European researchers have developed a simple thermodynamic method to predict whether a substance can resist the high temperatures normally involved in the production of thin films for photovoltaic devices. The new approach could help scientists in their search for better energy materials. Jonathan Scragg of Uppsala University, Sweden, and his colleagues of the University of Bath, UK, and the University of Luxembourg present their results in ChemPhysChem.
“There are many things to consider when looking for the ideal material in a solar cell”, Scragg says. “It must be very effective in converting light into electricity, should not contain any rare, expensive or dangerous raw materials, and must be easy to manufacture with high quality”. However, most of the existing non-silicon inorganic thin-film solar cell technologies are based on either toxic substances, such as cadmium telluride (CdTe), or relatively rare substances, such as copper indium gallium selenide (CIGSe). Many researchers worldwide are therefore searching for alternative materials to overcome these limitations. “We are faced with a huge problem”, Scragg says. “Nature has provided such a large number of different materials that it is impossible to test every single one. We describe a method that can vastly simplify this problem”.

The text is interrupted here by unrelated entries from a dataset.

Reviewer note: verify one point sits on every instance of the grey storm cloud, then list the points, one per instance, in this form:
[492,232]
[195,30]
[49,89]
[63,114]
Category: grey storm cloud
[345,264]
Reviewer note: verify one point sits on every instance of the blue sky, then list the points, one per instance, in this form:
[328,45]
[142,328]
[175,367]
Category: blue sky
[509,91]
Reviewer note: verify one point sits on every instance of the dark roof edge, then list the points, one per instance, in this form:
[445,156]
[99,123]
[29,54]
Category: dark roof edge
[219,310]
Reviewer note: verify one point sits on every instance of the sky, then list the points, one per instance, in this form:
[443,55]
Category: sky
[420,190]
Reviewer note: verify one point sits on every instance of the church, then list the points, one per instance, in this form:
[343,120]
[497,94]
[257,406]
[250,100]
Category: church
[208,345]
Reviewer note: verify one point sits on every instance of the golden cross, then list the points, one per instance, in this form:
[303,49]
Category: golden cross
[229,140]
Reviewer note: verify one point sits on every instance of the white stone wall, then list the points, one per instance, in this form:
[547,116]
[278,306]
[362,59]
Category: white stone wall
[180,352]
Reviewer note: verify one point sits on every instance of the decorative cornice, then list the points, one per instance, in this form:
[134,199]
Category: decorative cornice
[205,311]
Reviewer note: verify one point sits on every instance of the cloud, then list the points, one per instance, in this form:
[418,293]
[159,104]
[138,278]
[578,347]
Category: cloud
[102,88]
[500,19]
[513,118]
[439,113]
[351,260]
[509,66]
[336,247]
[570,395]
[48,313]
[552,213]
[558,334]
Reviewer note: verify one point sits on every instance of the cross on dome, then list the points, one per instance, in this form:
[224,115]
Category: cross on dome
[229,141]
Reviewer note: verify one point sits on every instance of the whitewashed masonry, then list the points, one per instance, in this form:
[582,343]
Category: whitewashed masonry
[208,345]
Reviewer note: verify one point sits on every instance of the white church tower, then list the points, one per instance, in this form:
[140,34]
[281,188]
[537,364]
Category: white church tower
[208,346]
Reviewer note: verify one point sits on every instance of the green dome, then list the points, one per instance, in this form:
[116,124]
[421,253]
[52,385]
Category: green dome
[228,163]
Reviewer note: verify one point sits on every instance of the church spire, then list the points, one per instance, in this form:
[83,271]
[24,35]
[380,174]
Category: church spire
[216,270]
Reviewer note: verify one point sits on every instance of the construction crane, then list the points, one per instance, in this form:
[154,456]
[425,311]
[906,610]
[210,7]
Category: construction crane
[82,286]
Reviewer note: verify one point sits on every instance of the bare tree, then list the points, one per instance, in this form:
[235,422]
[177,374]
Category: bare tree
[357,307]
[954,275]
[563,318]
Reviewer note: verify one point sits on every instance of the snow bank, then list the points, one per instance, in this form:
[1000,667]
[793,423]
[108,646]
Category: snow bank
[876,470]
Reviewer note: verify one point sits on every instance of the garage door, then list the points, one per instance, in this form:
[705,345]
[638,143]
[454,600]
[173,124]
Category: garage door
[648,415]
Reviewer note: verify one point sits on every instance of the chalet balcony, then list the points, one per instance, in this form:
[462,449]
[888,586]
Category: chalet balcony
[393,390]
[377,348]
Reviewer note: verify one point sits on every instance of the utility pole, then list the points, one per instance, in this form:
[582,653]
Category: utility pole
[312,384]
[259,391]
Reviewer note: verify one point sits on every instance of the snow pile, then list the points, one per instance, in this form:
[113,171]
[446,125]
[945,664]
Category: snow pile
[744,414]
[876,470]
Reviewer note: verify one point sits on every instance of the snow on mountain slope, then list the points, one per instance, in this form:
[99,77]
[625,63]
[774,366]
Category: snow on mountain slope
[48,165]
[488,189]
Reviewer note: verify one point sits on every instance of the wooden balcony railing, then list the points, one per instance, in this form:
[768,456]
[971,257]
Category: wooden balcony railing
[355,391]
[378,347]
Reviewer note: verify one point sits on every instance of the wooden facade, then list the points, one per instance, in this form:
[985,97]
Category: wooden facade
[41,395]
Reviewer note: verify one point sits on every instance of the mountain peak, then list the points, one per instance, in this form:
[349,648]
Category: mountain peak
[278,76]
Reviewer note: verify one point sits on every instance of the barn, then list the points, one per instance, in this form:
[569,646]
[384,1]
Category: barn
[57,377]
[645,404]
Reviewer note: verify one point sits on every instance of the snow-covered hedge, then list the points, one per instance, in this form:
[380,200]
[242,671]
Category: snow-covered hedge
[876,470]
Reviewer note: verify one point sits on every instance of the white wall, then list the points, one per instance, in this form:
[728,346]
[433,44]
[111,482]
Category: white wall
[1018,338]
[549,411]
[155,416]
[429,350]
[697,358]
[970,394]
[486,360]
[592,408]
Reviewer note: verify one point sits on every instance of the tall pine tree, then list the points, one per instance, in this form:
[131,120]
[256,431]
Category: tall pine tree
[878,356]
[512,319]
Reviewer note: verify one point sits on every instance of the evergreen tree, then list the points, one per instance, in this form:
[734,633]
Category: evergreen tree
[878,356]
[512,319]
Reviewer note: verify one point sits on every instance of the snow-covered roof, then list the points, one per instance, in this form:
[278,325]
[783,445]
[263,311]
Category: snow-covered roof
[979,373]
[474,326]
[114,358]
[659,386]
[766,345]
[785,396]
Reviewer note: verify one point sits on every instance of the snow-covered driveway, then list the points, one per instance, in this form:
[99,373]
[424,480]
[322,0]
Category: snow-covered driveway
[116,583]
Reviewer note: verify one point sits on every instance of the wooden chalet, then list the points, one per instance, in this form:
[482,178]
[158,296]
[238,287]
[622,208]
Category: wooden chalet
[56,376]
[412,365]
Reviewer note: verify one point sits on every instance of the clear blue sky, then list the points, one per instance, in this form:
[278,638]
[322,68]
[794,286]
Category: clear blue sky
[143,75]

During the manufacturing process, solar cell materials must be heated to high temperatures—in a step called annealing—so that they can crystallize with the required quality. However, many materials cannot tolerate these high temperatures without breaking down, which makes them fundamentally unsuitable. Scragg and co-workers have now found a way to determine beforehand whether a substance will be able to resist the high temperatures encountered in the manufacturing process or not. They predicted the reactions taking place during the thermal treatment of layers of several multinary semiconductor compounds on different substrates and demonstrated that the annealing conditions can be controlled to maximize the stability and quality of the materials.
The scientists studied different substances, such as CIGSe, copper zinc tin selenide (CZTSe), and other less-known ternary and quaternary semiconductors. Scragg believes that the new approach will be of great help in the search for better absorber materials: “There are many alternative materials out there, some of which are very promising and some of which may never meet the demands of the solar cell. Few of these alternatives ever receive the time and resources required to develop them to a high enough level. Instead of focusing on one single material, we take a broader approach, providing a method to determine which materials are potentially useful, and which have fundamental limitations”, he says.